Newton's 68.3 completion percentage currently ranks fourth in the NFL. That mark is by far the highest in Newton's seven-year career. Add that Newton is typically among the top quarterbacks in rushing yards and rushing touchdowns, and he becomes a difficult signal-caller to contain. At 6-5, 245 pounds, he's far from easy to bring down in the open field.
"You definitely have to stay with your man with a quarterback like this," cornerback Patrick Robinson said. "He's a big strong guy. He could be getting tackled then out of nowhere he'll just break it and rifle it 60 yards down the field so you definitely have to plaster him."
Defensive tackle Tim Jernigan has yet to play against Newton and the Panthers but knows the kind of threat the physical quarterback poses for defenses.
"It's going to be a great game. I think he's a phenomenal player. He's physically gifted. He's smart and even more than that he has a pretty good offensive line in front of him," Jernigan said. "We'll have our work cut out for us."
At the other end of the spectrum, safety Malcolm Jenkins has played Newton six times over his career. He's been able to pick off Newton twice. When asked whether he changes his strategy in tackling Newton, Jenkins didn't back down. It's what he's "paid to do."

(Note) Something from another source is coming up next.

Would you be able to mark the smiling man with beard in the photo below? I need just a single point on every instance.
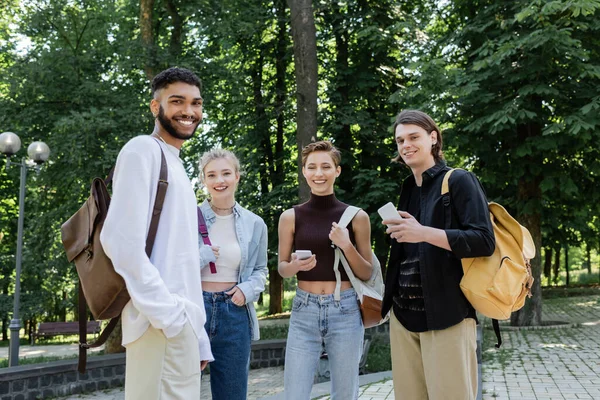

"When a quarterback can run the ball that makes you account for all 11 defenders. So that brings your deep safeties involved as well," Jenkins said. "They do so many different things that you have to be disciplined in where you put your eyes, where you put your gaps, and always knowing who's responsible for the quarterback."
Like Carson Wentz, Newton is making his opponents pay on third down. He has a superior knack for extending plays and then punishing teams with a deep throw or a backbreaking first-down run. Similarly, Newton and Wentz are running the two top offenses on third-down percentage and time of possession.
Thursday night's game could come down to which team makes the fewest amount of mistakes. Against the Eagles, Newton has a history of giving the ball away. The Eagles have intercepted Newton six times and forced a fumble in the last two meetings. If the Eagles can get some pressure on Newton, they could strengthen their chances of pulling one out on the road on a short week.
"He's going to make a couple plays probably but you can't allow it to slow you down," said defensive end Chris Long. "You play your keys. You do your job within the defense but you don't play slow."